Workers Service bindings allow you to:

  • Segment multiple use cases into separate Services that can be explicitly invoked from your code.
  • Achieve better composability on the Workers platform using Service-oriented architecture.
  • Create private microservices, to be conditionally invoked from other edge-facing Services.

Composing an example Worker

Authentication Workers Service

Following authentication Workers Service code responds with 200 in case x-custom-token request matches SECRET_TOKEN secret binding.

export default {
  async fetch(request, env) {
    // Read x-custom-token header and make sure it matches SECRET_TOKEN
    if (request.headers.get('x-custom-token') === env.SECRET_TOKEN) {
      return new Response('Request allowed', { status: 200 });
    } else {
      return new Response('x-custom-token does not match, request not allowed', { status: 403 });
    }
  },
};

This authentication Workers Service does not need to have a *.workers.dev or other domain endpoint, nor does it need an HTTP Route: it is accessed through a Workers Service binding from the other Worker directly. The authentication Worker is, effectively, a private Worker Service.

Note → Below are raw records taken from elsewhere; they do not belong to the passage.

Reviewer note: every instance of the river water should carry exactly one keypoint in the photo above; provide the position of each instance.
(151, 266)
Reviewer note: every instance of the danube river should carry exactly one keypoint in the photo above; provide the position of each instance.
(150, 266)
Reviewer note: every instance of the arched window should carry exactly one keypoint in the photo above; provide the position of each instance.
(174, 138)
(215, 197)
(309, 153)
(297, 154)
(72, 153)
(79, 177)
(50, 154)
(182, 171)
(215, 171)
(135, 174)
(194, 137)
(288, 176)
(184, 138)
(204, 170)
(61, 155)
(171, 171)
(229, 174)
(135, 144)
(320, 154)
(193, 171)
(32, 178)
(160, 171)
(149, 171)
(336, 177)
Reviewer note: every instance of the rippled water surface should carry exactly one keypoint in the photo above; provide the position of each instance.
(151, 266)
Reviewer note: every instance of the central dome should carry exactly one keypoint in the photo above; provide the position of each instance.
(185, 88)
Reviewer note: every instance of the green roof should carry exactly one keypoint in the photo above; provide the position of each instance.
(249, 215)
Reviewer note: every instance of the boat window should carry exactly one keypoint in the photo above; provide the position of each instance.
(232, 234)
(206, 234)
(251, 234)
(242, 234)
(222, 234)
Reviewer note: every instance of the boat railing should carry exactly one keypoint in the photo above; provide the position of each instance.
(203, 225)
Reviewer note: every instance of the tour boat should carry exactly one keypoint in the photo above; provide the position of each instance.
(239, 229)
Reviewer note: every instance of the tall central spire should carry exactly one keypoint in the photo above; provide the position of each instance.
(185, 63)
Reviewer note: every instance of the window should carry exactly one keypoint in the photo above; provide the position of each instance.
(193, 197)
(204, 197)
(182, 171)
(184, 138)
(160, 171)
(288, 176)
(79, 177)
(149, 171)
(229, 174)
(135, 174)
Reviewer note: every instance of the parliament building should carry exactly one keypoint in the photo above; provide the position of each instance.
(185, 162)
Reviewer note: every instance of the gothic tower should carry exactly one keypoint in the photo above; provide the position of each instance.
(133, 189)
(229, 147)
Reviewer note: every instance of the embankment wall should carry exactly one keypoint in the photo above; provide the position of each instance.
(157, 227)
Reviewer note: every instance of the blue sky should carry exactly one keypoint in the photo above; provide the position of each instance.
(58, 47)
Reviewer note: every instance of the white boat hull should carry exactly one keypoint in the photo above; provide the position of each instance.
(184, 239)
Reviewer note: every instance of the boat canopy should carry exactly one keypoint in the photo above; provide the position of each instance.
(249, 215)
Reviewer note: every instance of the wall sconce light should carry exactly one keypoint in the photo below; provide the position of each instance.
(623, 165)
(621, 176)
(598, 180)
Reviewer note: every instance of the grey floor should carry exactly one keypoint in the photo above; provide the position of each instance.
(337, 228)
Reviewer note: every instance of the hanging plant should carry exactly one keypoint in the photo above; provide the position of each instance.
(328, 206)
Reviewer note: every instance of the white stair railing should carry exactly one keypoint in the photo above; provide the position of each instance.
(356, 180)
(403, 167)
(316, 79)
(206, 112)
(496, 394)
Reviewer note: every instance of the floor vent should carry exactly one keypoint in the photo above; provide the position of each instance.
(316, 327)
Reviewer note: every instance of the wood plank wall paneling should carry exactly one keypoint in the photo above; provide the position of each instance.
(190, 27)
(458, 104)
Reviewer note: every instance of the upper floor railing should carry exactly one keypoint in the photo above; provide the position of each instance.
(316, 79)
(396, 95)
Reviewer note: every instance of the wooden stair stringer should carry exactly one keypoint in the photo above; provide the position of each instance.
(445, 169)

Gateway Worker and Service bindings usage

In order to bind and call the authentication Workers Service above , the application Workers Service needs to set up a Workers Service binding. You can manage Workers Service bindings in Workers > select your Worker > Settings> Variables > Service Bindings > Edit variables.

Workers service bindings

Once added, the application Workers Service can access the Workers Service binding directly from the code, as in the example below.

export default {
  async fetch(request, env) {
    // Fetch AUTH service and pass request
    const response = await env.AUTH.fetch(request);

    // Return response from the AUTH service if the response status is not 200
    // It would return 403 'x-custom-token does not match, request not allowed' response in such case
    if (response.status !== 200) {
      return response;
    }

    // Request allowed
    const data = ''; // For example, read data from KV, Durable Objects, or Database
    return new Response(data);
  },
};

In this setup, only the Gateway Worker is exposed to the Internet and privately communicating with the authentication Workers Service using a Workers Service binding.